Zostanie powołana komisja królewska, złożona z ekspertów wojskowych i społeczeństwa obywatelskiego, która ma opracować program służby narodowej.
Otwarcie pierwszego pilotażowego wniosku do programu zaplanowano na wrzesień 2025 r. Następnie konserwatyści wprowadzą ustawę o służbie narodowej, która nada obowiązkowi wprowadzenie tych środków do końca następnej sesji parlamentu.
The Guardian poinformował, że konserwatyści nalegali, aby program ten nie był równoznaczny z poborem do wojska.
„Ta nowa obowiązkowa służba narodowa zapewni naszym młodym ludziom możliwości zmieniające życie, dając im możliwość zdobycia praktycznych umiejętności, robienia nowych rzeczy i wnoszenia wkładu na rzecz swojej społeczności i naszego kraju” – powiedział Sunak.

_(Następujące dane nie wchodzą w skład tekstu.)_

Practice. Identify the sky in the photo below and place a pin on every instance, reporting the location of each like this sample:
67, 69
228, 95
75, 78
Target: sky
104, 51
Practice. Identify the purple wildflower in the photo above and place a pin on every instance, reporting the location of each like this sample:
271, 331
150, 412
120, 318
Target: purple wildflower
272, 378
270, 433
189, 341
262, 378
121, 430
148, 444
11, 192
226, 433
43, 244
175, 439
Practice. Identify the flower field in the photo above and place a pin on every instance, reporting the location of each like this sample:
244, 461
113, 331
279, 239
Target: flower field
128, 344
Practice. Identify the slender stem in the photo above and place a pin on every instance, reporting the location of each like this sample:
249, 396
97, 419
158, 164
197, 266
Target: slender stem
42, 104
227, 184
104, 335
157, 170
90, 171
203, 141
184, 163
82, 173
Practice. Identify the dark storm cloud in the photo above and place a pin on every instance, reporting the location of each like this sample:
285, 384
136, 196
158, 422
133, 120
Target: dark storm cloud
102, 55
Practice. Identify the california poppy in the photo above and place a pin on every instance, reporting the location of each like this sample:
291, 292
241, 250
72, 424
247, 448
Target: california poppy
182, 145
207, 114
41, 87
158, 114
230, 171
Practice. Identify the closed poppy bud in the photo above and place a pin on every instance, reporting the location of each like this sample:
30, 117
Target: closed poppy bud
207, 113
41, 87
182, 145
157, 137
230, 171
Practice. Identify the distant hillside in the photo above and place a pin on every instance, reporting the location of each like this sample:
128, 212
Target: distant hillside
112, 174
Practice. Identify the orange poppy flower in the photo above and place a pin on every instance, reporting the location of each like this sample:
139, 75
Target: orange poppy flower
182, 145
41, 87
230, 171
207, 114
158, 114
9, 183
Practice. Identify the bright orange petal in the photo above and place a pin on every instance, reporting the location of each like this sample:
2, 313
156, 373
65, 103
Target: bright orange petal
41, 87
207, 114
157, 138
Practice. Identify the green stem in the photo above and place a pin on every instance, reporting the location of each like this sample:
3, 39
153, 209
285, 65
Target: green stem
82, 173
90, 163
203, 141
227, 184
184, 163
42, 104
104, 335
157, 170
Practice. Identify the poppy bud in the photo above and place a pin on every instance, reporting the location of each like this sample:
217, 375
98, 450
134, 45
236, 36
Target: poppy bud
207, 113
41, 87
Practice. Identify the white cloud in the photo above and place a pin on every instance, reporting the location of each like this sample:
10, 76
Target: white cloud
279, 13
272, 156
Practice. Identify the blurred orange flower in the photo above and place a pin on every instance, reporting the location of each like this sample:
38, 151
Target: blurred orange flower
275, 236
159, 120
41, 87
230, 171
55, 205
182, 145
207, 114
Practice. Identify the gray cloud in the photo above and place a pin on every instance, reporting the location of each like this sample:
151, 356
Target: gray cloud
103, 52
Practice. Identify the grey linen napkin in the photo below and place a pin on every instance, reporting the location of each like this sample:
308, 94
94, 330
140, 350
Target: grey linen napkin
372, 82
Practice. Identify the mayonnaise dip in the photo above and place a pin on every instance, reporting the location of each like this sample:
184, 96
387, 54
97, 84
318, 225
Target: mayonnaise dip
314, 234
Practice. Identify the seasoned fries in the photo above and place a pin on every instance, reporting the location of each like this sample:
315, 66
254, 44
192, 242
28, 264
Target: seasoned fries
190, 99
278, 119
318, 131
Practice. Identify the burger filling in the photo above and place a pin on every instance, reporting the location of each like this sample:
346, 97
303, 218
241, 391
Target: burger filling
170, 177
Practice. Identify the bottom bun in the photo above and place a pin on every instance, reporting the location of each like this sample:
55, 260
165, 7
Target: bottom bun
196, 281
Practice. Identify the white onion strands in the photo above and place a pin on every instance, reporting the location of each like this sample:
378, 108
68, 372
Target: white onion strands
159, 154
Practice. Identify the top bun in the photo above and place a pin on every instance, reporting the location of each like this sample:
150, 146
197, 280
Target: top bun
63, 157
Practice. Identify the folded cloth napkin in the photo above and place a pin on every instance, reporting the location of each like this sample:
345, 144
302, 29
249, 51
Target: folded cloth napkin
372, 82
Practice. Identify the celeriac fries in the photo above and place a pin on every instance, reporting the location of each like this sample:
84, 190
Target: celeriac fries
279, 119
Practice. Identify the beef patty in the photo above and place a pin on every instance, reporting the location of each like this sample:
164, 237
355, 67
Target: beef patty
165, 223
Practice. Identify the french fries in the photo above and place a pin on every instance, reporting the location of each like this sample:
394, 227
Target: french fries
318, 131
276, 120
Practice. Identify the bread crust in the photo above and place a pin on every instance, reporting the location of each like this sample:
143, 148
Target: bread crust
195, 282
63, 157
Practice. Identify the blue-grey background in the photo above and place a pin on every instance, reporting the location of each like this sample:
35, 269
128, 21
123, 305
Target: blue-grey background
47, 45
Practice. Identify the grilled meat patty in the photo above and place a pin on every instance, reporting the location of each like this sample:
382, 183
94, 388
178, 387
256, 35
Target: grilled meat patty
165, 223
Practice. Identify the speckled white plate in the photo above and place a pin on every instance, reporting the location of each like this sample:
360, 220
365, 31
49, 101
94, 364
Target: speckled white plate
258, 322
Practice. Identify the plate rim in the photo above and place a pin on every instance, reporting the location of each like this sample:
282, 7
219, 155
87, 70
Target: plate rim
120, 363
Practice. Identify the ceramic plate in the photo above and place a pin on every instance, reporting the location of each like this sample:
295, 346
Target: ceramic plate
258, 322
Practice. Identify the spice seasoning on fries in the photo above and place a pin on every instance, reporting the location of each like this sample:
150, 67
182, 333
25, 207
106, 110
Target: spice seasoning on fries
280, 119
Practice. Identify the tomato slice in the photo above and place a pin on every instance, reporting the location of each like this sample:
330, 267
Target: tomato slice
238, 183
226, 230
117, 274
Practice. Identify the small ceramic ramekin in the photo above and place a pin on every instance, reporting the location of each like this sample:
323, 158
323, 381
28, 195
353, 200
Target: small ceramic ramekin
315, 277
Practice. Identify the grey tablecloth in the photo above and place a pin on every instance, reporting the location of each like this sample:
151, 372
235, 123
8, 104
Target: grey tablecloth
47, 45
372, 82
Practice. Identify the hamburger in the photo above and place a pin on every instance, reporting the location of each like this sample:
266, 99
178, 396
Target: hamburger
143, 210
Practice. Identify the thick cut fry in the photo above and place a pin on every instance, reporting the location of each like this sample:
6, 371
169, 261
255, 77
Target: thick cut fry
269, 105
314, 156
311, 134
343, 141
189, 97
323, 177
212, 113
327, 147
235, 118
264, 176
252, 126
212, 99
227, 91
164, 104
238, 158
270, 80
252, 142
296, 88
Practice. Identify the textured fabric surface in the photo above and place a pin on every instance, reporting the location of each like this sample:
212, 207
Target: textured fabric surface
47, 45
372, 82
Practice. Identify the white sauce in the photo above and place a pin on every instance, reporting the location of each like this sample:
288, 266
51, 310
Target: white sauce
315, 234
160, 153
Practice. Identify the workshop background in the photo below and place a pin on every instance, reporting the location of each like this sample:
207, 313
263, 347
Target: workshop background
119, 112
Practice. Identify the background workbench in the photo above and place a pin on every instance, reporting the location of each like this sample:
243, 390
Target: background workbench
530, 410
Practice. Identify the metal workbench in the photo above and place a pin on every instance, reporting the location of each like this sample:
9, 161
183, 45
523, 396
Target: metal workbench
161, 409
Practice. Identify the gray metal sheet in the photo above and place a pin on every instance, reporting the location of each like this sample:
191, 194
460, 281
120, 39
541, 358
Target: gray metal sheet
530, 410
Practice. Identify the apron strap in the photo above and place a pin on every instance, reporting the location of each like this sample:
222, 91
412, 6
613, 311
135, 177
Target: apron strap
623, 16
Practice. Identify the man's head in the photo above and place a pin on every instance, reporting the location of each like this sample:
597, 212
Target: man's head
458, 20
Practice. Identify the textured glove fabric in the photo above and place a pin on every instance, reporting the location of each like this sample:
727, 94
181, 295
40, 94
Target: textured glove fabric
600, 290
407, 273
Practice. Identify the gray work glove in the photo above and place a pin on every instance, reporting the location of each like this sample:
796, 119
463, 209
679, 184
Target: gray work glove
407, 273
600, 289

„Konsekwencje niepewności są oczywiste. Brak planu oznacza bardziej niebezpieczny świat dla ciebie, twojej rodziny i naszego kraju, jeśli wygra Partia Pracy”.
Partia Pracy określiła to ogłoszenie jako „kolejne desperackie zobowiązanie bez finansowania” i powiedziała, że minister spraw zagranicznych David Cameron wprowadził podobny program – Narodową Służbę Obywatelską – kiedy był premierem.
Rzecznik Partii Pracy powiedział: „To nie jest plan – to przegląd, który może kosztować miliardy i jest konieczny tylko dlatego, że konserwatyści wydrążyli siły zbrojne do najmniejszych rozmiarów od czasów Napoleona”.
Wielka Brytania ma dość torysów, którzy zbankrutowali ideowo i nie mają planów zakończenia 14 lat chaosu. „Nadszedł czas, aby przewrócić stronę i odbudować Wielką Brytanię za pomocą Partii Pracy”.
Wiele krajów europejskich, w tym Szwecja, Norwegia i Dania, wprowadziło już jakąś formę poboru do swoich sił zbrojnych.
„Internetowy geek. Myśliciel. Praktyk od piwa. Ekspert od bekonu. Muzykoholik. Certyfikowany guru podróży.”